A 20-month-old female beagle dog (Covance Research Products Inc., Denver, PA, U.S.A) had been treated with intramuscular saline (0.2 mL/kg) once a week as a control in a 52-week toxicological study. The animal protocol was reviewed and approved by the Institutional Animal Care and Ethics Committee of Otsuka Pharmaceutical Co., Ltd. In the morning of day 356 (week 51), the dog was found in a lateral position with lacrimation, eye discharge and palpebrae congestion. Because it soon fell into a deep unconscious state with convulsions, it was humanely euthanized by exsanguination from the carotid artery under deep anesthesia immediately after blood sampling for hematological and blood biochemical examinations. No remarkable changes in general condition were observed until the day before euthanasia.

Although body weight and food consumption of the aforementioned beagle were similar to other control female beagles a few weeks before euthanasia, body weight measured immediately before necropsy (7.4 kg) showed a marked decrease compared with that at week 49 (9.2 kg) (Table 1). Moreover, no food intake was recorded for 2 days before euthanasia. No abnormalities were detected on an electrocardiogram before dosing or at weeks 1, 26 and 39.

Table 1.

Data for Body Weights of the Present Case and Other Control Female Animals

Hematological and blood biochemical examinations conducted immediately before necropsy revealed marked changes in several parameters, although no abnormal changes were found before dosing or at weeks 26, 39 and 51 (day 352). An increase in white blood cells (WBCs; neutrophils and monocytes), hemoglobin, hematocrit, red blood cells (RBCs), and prolonged PT and APTT was evident in the hematological examination (Supplemental Table 1: on-line only), whereas a decrease in blood glucose level and increase in CPK, LDH, AST, ALT, ALP, blood urea nitrogen, serum creatinine, P, Na and Cl was evident in the blood biochemical examination (Supplemental Table 2: on-line only).

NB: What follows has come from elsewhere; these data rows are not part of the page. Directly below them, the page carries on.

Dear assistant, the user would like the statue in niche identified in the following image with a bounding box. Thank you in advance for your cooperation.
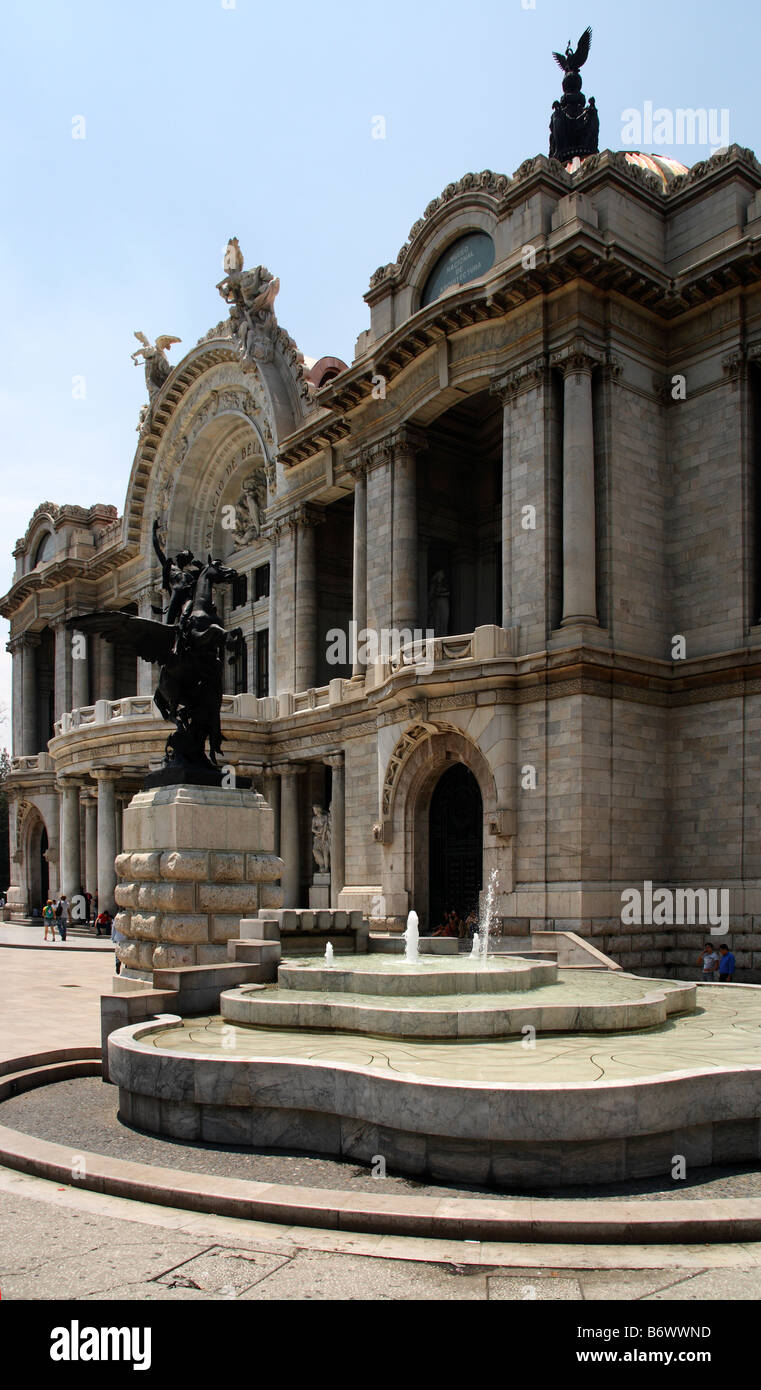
[312,806,330,873]
[132,332,182,402]
[234,468,267,545]
[153,520,203,623]
[217,236,280,361]
[67,521,243,787]
[428,570,449,637]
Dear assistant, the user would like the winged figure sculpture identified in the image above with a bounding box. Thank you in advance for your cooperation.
[552,26,591,72]
[68,550,241,783]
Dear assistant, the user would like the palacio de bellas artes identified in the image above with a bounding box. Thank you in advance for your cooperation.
[8,0,761,1323]
[0,48,761,981]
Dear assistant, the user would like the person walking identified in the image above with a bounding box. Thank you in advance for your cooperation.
[42,898,56,941]
[719,945,735,984]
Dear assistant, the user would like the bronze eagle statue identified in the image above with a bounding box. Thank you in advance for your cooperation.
[552,25,591,72]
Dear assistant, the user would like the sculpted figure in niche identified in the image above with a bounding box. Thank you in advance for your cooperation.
[132,332,182,400]
[217,236,280,361]
[312,806,330,873]
[428,570,449,637]
[235,468,267,545]
[153,520,203,623]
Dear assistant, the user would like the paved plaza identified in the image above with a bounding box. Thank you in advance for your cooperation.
[0,927,761,1301]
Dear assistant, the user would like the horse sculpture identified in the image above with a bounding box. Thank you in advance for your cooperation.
[68,555,242,783]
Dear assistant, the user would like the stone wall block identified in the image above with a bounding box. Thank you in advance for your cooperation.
[198,883,259,916]
[130,851,161,880]
[152,945,196,970]
[259,883,285,908]
[156,849,209,883]
[129,912,160,941]
[246,855,285,883]
[117,941,141,970]
[196,942,228,965]
[211,915,241,941]
[138,883,196,912]
[211,849,250,883]
[114,883,141,908]
[160,912,209,945]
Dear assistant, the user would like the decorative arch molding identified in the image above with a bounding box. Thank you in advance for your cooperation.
[374,719,478,844]
[381,724,513,922]
[122,332,310,549]
[370,170,512,291]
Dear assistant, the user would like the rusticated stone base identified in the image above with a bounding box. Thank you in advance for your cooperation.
[115,785,282,980]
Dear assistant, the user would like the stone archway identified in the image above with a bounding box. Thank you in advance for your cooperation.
[24,808,50,916]
[383,727,503,931]
[428,763,484,930]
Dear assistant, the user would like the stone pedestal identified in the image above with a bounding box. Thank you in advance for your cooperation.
[109,785,282,980]
[309,873,330,908]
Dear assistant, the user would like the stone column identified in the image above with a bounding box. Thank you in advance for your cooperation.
[391,425,426,631]
[352,460,367,676]
[552,341,601,627]
[491,377,513,627]
[269,532,280,695]
[326,753,346,908]
[58,777,82,906]
[68,631,90,709]
[136,589,158,695]
[97,637,116,699]
[291,506,323,691]
[90,767,118,912]
[263,767,280,855]
[277,763,305,908]
[85,791,97,898]
[50,617,71,719]
[21,632,40,758]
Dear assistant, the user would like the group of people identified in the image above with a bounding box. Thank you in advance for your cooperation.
[697,941,735,984]
[42,888,114,941]
[434,909,479,941]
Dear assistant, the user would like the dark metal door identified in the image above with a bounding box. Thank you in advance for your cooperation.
[428,763,483,931]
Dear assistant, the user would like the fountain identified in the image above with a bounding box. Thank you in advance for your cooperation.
[109,911,761,1190]
[405,912,420,965]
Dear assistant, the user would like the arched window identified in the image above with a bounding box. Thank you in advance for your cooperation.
[32,531,53,570]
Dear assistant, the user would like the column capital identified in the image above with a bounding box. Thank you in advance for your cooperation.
[488,353,548,404]
[550,336,607,377]
[344,425,428,473]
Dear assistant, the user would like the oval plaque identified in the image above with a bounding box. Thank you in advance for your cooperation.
[420,232,494,309]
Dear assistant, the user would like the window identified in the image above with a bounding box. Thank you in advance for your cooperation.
[256,628,270,699]
[33,531,53,569]
[231,637,249,695]
[253,564,270,603]
[232,574,249,607]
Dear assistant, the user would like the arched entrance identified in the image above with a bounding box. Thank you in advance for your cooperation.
[428,763,484,931]
[39,826,50,906]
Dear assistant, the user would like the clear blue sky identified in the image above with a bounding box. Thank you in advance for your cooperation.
[0,0,761,744]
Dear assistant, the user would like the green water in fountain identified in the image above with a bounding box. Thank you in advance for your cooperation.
[143,972,761,1086]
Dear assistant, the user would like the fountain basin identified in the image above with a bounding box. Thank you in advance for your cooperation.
[277,955,558,997]
[220,974,697,1038]
[109,976,761,1188]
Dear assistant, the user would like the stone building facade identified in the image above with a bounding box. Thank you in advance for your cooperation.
[0,146,761,979]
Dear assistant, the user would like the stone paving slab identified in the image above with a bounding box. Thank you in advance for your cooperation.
[0,944,114,1059]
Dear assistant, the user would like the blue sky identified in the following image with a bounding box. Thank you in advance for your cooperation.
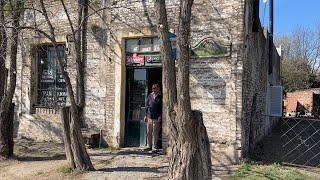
[260,0,320,35]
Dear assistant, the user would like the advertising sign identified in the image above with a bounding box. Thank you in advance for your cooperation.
[145,55,162,66]
[126,56,144,66]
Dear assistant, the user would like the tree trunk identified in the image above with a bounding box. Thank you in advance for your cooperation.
[0,1,21,158]
[61,107,76,169]
[0,0,7,108]
[155,0,212,180]
[61,107,94,170]
[40,0,94,170]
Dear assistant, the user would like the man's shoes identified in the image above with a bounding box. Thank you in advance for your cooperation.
[151,149,160,153]
[143,147,152,151]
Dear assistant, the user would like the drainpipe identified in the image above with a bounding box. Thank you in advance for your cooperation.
[268,0,273,74]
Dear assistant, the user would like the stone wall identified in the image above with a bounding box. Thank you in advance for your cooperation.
[16,1,110,141]
[10,0,280,164]
[108,0,244,163]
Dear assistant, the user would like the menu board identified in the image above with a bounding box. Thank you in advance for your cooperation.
[37,46,67,108]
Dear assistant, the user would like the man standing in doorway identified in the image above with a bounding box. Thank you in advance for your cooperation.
[144,84,162,151]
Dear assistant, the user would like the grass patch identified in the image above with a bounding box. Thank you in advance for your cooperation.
[58,165,73,174]
[93,146,120,152]
[231,164,318,180]
[37,171,44,176]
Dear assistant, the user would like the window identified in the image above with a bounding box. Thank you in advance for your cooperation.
[35,45,67,108]
[191,38,229,57]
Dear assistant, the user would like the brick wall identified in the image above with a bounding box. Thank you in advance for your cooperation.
[286,89,314,116]
[241,1,280,157]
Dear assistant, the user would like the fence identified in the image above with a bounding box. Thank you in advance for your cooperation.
[279,118,320,167]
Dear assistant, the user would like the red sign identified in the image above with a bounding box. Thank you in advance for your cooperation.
[126,56,144,66]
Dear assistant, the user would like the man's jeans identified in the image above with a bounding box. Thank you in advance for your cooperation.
[147,118,161,149]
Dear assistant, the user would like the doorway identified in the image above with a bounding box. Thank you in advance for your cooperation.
[125,67,162,147]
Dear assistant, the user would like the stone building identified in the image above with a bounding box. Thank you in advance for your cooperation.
[16,0,280,166]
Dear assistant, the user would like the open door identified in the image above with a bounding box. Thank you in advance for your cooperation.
[125,68,148,147]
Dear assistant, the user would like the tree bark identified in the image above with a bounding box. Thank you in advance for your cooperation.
[155,0,212,179]
[0,1,22,158]
[61,107,76,169]
[40,0,94,170]
[0,0,7,102]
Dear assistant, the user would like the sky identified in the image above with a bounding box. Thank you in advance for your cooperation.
[260,0,320,35]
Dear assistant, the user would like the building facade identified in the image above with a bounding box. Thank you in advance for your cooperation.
[15,0,280,164]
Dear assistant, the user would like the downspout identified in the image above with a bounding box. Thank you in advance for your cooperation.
[268,0,273,74]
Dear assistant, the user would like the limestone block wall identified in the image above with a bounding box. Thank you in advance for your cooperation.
[16,0,109,141]
[108,0,244,163]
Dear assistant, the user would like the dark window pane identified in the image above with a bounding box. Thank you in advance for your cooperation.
[37,45,67,108]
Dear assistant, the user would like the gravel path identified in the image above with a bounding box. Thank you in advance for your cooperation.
[0,140,236,180]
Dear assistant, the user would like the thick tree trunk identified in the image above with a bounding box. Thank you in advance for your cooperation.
[70,106,94,170]
[155,0,212,180]
[61,107,94,170]
[40,0,94,170]
[169,110,212,180]
[0,0,7,102]
[61,107,76,169]
[0,1,21,158]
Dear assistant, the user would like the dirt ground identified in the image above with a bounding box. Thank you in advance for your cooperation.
[0,139,236,180]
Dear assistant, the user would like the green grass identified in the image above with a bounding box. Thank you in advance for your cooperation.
[231,164,318,180]
[58,165,73,174]
[93,146,120,152]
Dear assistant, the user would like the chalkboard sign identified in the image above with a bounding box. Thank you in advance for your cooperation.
[36,45,67,108]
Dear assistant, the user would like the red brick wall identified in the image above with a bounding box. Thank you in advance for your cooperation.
[286,90,313,114]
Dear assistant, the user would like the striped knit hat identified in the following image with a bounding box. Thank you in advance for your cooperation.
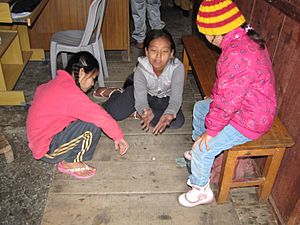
[197,0,246,35]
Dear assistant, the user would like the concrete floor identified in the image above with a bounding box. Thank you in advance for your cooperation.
[0,4,277,225]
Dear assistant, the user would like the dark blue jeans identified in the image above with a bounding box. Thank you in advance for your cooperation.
[42,120,101,163]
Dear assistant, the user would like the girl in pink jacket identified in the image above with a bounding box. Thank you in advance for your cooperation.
[26,52,128,179]
[179,0,276,207]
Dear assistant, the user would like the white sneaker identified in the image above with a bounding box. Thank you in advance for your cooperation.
[178,180,214,207]
[183,150,192,160]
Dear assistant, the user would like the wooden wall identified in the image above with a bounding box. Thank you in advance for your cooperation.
[29,0,130,51]
[235,0,300,225]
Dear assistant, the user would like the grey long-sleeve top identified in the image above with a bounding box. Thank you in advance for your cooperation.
[134,57,184,116]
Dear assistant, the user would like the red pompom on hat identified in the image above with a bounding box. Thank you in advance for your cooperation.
[197,0,246,35]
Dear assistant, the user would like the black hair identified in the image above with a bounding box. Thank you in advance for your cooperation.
[65,52,99,87]
[144,29,176,55]
[241,23,266,49]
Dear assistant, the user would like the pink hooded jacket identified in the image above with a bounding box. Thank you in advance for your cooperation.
[205,28,276,139]
[26,70,124,159]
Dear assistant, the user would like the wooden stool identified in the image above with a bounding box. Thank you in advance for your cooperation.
[0,133,14,163]
[217,117,294,203]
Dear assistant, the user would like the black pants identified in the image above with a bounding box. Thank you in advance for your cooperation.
[102,86,184,128]
[42,120,101,163]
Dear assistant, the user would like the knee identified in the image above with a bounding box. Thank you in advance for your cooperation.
[194,99,212,114]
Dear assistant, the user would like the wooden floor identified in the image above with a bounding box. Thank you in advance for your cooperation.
[41,62,277,225]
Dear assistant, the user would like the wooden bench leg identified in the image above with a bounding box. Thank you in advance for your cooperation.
[182,49,190,83]
[258,148,285,201]
[217,150,238,203]
[0,133,14,163]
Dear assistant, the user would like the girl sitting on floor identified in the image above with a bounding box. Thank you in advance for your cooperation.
[94,29,184,135]
[26,52,128,179]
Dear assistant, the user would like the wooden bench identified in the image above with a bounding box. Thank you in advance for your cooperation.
[182,35,294,203]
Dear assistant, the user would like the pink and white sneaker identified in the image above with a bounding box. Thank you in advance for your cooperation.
[183,150,192,160]
[178,180,214,207]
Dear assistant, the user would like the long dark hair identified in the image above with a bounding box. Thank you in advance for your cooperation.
[144,29,176,55]
[241,23,266,49]
[65,52,99,87]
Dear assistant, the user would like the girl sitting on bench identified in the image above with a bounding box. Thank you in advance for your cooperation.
[179,0,276,207]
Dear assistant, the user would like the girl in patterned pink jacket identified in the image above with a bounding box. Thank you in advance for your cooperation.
[179,0,276,207]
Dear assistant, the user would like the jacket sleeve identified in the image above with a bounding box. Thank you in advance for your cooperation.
[67,93,124,141]
[133,67,150,115]
[164,63,184,116]
[205,54,251,137]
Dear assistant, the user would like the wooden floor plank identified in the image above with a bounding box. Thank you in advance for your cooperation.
[42,193,240,225]
[50,160,188,195]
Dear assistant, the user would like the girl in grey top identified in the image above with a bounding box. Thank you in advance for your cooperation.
[94,29,184,134]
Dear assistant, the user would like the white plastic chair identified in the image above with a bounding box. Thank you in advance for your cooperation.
[50,0,108,87]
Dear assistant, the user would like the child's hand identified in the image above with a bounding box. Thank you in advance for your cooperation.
[115,139,129,155]
[192,132,212,151]
[153,114,175,135]
[141,109,154,131]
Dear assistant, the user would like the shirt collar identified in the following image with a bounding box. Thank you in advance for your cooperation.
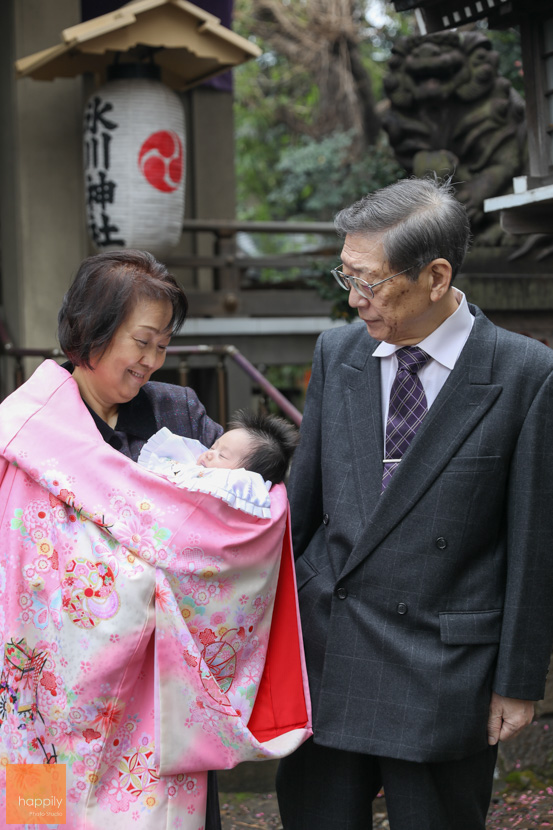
[372,288,474,369]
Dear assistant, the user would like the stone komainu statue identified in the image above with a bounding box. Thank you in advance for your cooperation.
[383,32,525,245]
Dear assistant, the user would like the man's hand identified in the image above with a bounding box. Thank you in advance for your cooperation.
[488,692,534,746]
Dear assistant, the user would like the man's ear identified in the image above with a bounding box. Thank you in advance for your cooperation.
[425,257,453,303]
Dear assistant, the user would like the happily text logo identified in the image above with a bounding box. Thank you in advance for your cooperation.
[6,764,67,824]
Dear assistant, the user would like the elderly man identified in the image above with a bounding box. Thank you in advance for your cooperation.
[278,179,553,830]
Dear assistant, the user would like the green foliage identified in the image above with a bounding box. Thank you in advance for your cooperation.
[234,0,412,319]
[267,132,404,221]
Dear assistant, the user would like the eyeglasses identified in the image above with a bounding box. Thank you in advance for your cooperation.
[330,268,409,300]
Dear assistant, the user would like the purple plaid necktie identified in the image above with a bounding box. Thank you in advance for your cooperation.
[382,346,430,490]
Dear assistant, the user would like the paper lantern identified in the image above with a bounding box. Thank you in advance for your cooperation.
[84,64,185,253]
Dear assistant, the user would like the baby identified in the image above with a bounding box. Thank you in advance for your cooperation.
[138,410,298,517]
[196,409,298,484]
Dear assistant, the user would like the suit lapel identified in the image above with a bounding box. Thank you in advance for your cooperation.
[341,307,502,577]
[340,334,384,521]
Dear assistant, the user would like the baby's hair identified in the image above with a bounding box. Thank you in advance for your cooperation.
[228,409,298,484]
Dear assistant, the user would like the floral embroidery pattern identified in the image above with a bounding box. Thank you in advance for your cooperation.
[61,559,120,628]
[0,361,308,830]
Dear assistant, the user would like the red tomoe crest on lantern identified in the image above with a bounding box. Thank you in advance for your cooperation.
[138,130,183,193]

At necropsy, multiple red foci were scattered on the endocardial surface of the left ventricle, ranging from less than 1 mm in diameter to 5 × 2 mm in size. Other findings included pale brown foci on the mucosal surface of the gallbladder, black-red bile in the gallbladder, red discoloration of the conjunctiva and oral cavity, eye discharge, small size of the mesenteric lymph nodes, red foci in the synovial membrane of the stifle joint capsule and black foci on the lungs.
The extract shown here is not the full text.